Most efficient, differentiable Way to get differentiable pair-wise Distance

Andreas_Binder · January 8, 2023, 9:08pm

Hi all!
I look for the most efficient, differentiable way for a 3D PointCloud matrix with shape (1024,3) to find the vector containing the pairwise distances (shape: (1024x1024,1).
Currently, I use this:

x = torch.ones(1024, 3, requires_grad=True)
pdist = nn.PairwiseDistance(p=2, keepdim=True) 
out = torch.cat ([ pdist(x[n], x[i]) for n in range (len (x)) for i in range (len (x))])

which is not differentiable:

torch.autograd.grad(out.sum(), x)[0]

RuntimeError                              Traceback (most recent call last)
/tmp/ipykernel_1030593/3913672061.py in <module>
----> 1 torch.autograd.grad(out.sum(), x)[0]

~/miniconda3/envs/test_torch/lib/python3.7/site-packages/torch/autograd/__init__.py in grad(outputs, inputs, grad_outputs, retain_graph, create_graph, only_inputs, allow_unused, is_grads_batched)
    300         return Variable._execution_engine.run_backward(  # Calls into the C++ engine to run the backward pass
    301             t_outputs, grad_outputs_, retain_graph, create_graph, t_inputs,
--> 302             allow_unused, accumulate_grad=False)  # Calls into the C++ engine to run the backward pass
    303 
    304 

RuntimeError: element 0 of tensors does not require grad and does not have a grad_fn

Thank you so much!

ptrblck · January 8, 2023, 10:20pm

Your code works for me:

x = torch.ones(10, 3, requires_grad=True)
pdist = nn.PairwiseDistance(p=2, keepdim=True) 
out = torch.cat ([ pdist(x[n], x[i]) for n in range (len (x)) for i in range (len (x))])
out.mean().backward()
print(x.grad)
# tensor([[ 9.3132e-10,  9.3132e-10,  9.3132e-10],
#         [ 9.3132e-10,  9.3132e-10,  9.3132e-10],
#         [ 9.3132e-10,  9.3132e-10,  9.3132e-10],
#         [ 9.3132e-10,  9.3132e-10,  9.3132e-10],
#         [-9.3132e-10, -9.3132e-10, -9.3132e-10],
#         [-9.3132e-10, -9.3132e-10, -9.3132e-10],
#         [-9.3132e-10, -9.3132e-10, -9.3132e-10],
#         [-9.3132e-10, -9.3132e-10, -9.3132e-10],
#         [-9.3132e-10, -9.3132e-10, -9.3132e-10],
#         [-9.3132e-10, -9.3132e-10, -9.3132e-10]])
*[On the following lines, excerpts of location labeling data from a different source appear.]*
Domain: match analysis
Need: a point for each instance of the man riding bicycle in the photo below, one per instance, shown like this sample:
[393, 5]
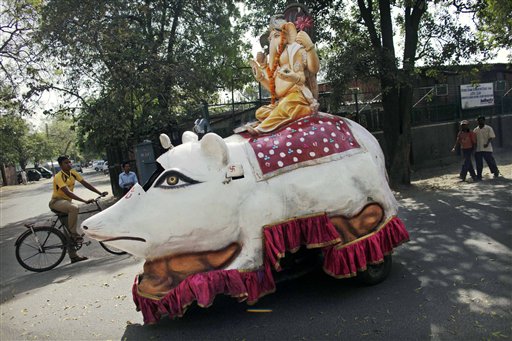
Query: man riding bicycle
[63, 185]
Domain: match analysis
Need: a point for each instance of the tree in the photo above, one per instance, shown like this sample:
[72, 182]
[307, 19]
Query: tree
[14, 140]
[494, 22]
[139, 67]
[18, 53]
[362, 38]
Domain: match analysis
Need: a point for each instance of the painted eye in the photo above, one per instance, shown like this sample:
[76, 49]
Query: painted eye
[174, 180]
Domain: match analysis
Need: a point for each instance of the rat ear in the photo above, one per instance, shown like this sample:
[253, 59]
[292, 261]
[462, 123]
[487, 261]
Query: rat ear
[189, 136]
[214, 147]
[165, 141]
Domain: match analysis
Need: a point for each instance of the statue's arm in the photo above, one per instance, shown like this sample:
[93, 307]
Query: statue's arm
[313, 62]
[259, 70]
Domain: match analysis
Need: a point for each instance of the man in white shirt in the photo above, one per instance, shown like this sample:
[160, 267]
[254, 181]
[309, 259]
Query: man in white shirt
[484, 136]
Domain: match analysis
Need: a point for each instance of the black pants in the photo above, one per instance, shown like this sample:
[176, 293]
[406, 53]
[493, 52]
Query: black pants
[467, 165]
[489, 159]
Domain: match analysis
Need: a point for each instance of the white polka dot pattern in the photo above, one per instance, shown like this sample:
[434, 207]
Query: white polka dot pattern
[307, 139]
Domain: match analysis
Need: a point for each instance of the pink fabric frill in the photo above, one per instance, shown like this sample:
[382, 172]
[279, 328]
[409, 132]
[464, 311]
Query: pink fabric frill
[312, 232]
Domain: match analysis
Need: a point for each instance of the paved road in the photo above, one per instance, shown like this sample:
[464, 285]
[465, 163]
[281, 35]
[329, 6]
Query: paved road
[453, 281]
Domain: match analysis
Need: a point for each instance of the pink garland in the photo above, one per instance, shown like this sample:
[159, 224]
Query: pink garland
[312, 232]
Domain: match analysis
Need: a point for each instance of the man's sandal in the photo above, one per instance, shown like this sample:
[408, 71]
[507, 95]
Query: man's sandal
[78, 259]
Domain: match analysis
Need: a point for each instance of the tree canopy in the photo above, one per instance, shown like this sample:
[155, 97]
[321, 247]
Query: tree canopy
[140, 67]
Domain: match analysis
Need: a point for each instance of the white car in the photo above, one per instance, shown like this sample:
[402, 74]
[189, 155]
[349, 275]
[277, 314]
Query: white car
[105, 167]
[98, 165]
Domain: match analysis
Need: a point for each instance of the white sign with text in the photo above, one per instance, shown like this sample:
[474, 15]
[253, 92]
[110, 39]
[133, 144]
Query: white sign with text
[477, 95]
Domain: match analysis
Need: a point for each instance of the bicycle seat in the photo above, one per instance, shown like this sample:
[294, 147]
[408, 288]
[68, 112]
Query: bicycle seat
[59, 213]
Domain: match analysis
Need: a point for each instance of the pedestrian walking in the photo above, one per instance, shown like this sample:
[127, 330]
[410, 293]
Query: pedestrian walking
[467, 141]
[484, 136]
[23, 175]
[127, 178]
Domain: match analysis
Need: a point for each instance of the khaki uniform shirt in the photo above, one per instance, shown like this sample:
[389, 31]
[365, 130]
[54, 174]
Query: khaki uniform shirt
[61, 180]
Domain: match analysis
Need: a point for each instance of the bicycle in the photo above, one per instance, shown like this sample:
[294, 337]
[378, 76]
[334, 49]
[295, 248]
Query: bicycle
[42, 248]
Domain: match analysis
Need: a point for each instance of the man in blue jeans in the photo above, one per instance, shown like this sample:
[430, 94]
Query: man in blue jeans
[127, 178]
[484, 136]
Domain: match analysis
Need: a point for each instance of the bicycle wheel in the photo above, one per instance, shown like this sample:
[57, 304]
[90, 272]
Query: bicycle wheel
[42, 250]
[112, 250]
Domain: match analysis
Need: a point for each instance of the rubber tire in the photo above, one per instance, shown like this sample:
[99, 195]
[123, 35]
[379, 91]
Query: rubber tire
[112, 250]
[51, 231]
[376, 273]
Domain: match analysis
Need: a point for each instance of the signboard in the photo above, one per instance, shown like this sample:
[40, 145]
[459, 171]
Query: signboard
[478, 95]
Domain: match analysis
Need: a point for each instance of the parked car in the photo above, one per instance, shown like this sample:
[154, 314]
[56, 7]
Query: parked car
[77, 167]
[45, 173]
[98, 165]
[32, 175]
[105, 167]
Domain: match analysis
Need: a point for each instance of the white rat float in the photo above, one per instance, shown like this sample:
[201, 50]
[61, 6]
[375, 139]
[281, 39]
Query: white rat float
[222, 213]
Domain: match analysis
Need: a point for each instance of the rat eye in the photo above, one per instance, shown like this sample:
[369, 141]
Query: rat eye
[173, 180]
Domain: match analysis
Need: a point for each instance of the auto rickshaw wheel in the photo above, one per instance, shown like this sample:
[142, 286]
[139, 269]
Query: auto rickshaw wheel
[376, 273]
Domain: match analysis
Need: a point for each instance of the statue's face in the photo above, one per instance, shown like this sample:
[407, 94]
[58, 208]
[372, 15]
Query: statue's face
[274, 40]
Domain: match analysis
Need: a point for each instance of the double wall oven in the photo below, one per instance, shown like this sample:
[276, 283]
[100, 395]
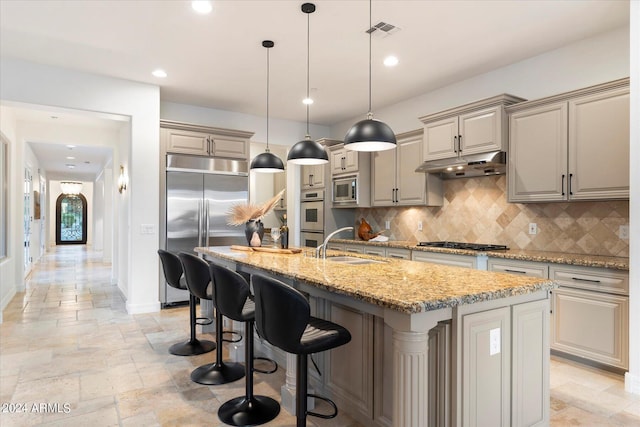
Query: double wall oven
[312, 218]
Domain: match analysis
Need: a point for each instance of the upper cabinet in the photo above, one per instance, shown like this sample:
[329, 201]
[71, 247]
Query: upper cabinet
[204, 141]
[474, 128]
[573, 146]
[393, 176]
[312, 176]
[345, 161]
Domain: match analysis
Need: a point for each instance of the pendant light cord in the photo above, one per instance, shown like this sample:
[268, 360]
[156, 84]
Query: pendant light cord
[267, 150]
[308, 68]
[370, 32]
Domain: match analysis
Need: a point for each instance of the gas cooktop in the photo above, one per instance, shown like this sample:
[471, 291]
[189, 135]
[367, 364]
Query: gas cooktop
[460, 245]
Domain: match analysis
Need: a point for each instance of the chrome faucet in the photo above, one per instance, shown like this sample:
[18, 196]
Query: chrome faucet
[323, 247]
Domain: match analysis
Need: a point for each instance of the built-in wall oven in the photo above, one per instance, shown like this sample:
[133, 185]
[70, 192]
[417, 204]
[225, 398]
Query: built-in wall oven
[312, 218]
[312, 211]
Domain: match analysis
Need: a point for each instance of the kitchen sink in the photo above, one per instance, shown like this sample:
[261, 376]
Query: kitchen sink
[353, 260]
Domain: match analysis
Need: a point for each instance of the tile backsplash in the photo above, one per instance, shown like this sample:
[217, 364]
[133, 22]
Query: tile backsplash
[476, 210]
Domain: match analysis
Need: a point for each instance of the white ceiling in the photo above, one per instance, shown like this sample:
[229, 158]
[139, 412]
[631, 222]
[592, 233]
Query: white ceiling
[217, 60]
Andreas_Binder · January 9, 2023, 3:47pm

I think I forgot the requires_grad=True line in my original code … ^^
Thank you Patrick!
As a side question, do you know if there is a more efficient (built-in) way to a arrive at this point wise distance for x?

ptrblck · January 9, 2023, 6:28pm

Yes, you could add dimensions and allow broadcasting to avoid the for loop:

x = torch.randn(10, 3, requires_grad=True)
pdist = nn.PairwiseDistance(p=2, keepdim=True) 
ref = torch.cat ([ pdist(x[n], x[i]) for n in range (len (x)) for i in range (len (x))])

out = pdist(x.unsqueeze(1), x.unsqueeze(0))
out = out.view(-1)
print((out - ref).abs().max())
# tensor(0., grad_fn=<MaxBackward1>)

Andreas_Binder · January 10, 2023, 3:34pm

Oh wow, that is amazing! Does this technique have a specific name or can I find more information on that in the PyTorch documentation? The computation time is now seconds instead of minutes

ptrblck · January 10, 2023, 7:44pm

I would refer to it as broadcasting and the ability to execute operators on batched inputs. This doc explains it a bit more and also links to the numpy docs, which has more examples.